This is the mail archive of the
gcc-patches@gcc.gnu.org
mailing list for the GCC project.
Re: fixincludes: replacement for machine_name fix
On Wed, Jan 19, 2000 at 09:38:59PM -0800, Zack Weinberg wrote:
>
> Revised patch in a few minutes.
Here it is. I managed to find the relevant change in libc's regex.c
and merge it. That ten-line change cuts total time by a factor of
nine (4m30s -> 30s). If you let it use alloca and compile it with
optimization, that's good for another factor of three, but neither is
practical - oh well.
I also cleaned up the Makefile a bit, it was repeating things on the
command lines.
zw
* Makefile.in (fixinc.sh): Depend on specs.
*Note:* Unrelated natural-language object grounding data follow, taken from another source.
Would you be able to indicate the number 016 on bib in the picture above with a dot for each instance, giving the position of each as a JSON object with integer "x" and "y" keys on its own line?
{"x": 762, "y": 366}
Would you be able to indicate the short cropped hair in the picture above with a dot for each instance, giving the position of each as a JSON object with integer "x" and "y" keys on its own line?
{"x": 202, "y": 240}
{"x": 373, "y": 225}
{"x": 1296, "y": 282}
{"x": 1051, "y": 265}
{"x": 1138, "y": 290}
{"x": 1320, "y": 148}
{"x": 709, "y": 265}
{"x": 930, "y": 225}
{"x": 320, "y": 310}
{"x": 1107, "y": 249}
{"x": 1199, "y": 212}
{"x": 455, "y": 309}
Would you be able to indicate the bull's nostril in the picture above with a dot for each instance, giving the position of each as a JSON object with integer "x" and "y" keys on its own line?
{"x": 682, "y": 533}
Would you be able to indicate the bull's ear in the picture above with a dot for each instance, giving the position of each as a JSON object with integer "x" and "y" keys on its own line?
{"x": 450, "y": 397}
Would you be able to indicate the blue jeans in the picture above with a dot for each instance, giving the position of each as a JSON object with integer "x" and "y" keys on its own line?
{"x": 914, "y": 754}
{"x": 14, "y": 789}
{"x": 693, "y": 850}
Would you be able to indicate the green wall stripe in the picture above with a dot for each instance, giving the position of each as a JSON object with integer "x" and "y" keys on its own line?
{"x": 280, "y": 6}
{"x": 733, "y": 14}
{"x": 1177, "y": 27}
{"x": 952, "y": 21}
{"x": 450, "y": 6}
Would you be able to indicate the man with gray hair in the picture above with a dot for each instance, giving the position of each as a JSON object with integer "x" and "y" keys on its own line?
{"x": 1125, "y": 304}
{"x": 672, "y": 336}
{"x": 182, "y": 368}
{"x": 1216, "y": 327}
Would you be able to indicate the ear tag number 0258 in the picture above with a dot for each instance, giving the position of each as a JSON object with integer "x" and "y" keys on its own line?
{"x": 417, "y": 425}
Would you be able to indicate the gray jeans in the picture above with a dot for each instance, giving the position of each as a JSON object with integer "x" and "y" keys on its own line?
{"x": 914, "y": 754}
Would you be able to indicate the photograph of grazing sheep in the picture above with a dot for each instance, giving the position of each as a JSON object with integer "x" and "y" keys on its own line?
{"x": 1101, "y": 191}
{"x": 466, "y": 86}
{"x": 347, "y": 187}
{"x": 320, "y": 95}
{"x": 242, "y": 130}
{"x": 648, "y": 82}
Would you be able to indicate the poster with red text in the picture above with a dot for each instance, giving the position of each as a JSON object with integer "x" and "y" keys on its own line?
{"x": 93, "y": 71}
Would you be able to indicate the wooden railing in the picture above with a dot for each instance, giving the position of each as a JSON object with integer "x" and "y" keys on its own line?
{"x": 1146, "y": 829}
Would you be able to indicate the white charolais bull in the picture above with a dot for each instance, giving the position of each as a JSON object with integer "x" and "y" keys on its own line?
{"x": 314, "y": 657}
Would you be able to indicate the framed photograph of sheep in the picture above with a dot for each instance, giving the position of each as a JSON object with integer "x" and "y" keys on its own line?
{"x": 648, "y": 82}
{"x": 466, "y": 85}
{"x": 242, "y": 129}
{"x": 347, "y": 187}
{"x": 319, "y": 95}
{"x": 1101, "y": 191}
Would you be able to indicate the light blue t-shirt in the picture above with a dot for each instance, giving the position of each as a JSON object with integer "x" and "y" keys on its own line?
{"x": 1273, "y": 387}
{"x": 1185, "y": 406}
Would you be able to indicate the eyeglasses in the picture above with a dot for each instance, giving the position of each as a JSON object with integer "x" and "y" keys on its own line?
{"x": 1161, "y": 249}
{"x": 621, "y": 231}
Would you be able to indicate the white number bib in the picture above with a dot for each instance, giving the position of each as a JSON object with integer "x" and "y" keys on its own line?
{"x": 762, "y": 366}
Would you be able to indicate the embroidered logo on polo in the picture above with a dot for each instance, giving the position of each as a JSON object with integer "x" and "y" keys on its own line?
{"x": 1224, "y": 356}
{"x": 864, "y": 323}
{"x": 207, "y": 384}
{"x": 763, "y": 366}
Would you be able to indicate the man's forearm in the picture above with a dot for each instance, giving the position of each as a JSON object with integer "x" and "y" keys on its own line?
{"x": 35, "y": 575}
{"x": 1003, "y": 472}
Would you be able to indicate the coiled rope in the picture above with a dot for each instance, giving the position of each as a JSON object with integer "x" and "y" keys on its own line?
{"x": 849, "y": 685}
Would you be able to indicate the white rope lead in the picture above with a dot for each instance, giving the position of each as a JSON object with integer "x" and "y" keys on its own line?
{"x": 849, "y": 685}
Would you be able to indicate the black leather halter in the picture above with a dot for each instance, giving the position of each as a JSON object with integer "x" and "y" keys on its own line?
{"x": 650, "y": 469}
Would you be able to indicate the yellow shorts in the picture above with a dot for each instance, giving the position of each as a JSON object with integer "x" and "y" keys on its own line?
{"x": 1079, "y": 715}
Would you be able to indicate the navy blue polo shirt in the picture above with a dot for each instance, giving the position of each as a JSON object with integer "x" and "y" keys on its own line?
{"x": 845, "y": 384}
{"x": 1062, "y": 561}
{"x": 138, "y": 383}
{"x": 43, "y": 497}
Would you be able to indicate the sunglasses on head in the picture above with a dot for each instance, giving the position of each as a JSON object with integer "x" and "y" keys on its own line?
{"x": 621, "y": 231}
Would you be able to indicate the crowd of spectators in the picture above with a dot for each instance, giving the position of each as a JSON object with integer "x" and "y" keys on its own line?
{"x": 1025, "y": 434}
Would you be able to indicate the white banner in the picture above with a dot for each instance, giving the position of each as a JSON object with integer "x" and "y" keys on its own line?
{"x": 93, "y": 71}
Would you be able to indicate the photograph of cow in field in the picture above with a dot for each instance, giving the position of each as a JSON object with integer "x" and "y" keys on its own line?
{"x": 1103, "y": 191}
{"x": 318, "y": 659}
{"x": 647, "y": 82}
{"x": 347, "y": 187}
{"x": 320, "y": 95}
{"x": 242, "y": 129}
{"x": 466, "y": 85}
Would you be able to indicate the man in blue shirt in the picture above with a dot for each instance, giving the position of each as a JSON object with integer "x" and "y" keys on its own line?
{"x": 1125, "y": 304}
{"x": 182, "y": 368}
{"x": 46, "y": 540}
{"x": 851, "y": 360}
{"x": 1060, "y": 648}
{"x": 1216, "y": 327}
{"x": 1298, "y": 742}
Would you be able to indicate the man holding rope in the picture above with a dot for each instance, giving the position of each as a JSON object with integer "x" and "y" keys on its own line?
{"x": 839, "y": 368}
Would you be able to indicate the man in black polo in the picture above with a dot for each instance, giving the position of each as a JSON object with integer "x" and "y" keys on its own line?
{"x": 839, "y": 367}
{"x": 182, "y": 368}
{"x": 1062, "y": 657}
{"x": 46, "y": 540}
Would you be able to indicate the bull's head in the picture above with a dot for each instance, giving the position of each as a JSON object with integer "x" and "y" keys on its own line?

* fixinc/Makefile.in: Don't repeat stuff on the compiler
command lines. Add rule for machname.h. Make fixlib.o depend
on machname.h.
* fixinc/fixlib.c (mn_get_regexps): New helper function.
* fixinc/fixlib.c: Prototype it.
* fixinc/fixtests.c (machine_name): New test.
* fixinc/fixfixes.c (machine_name): New fix.
* fixinc/inclhack.def (machine_name): Use new C test and fix.
* fixinc/gnu-regex.h: Don't define _REGEX_RE_COMP.
* fixinc/gnu-regex.c: Likewise.
(regcomp): Allocate and initialize a fastmap.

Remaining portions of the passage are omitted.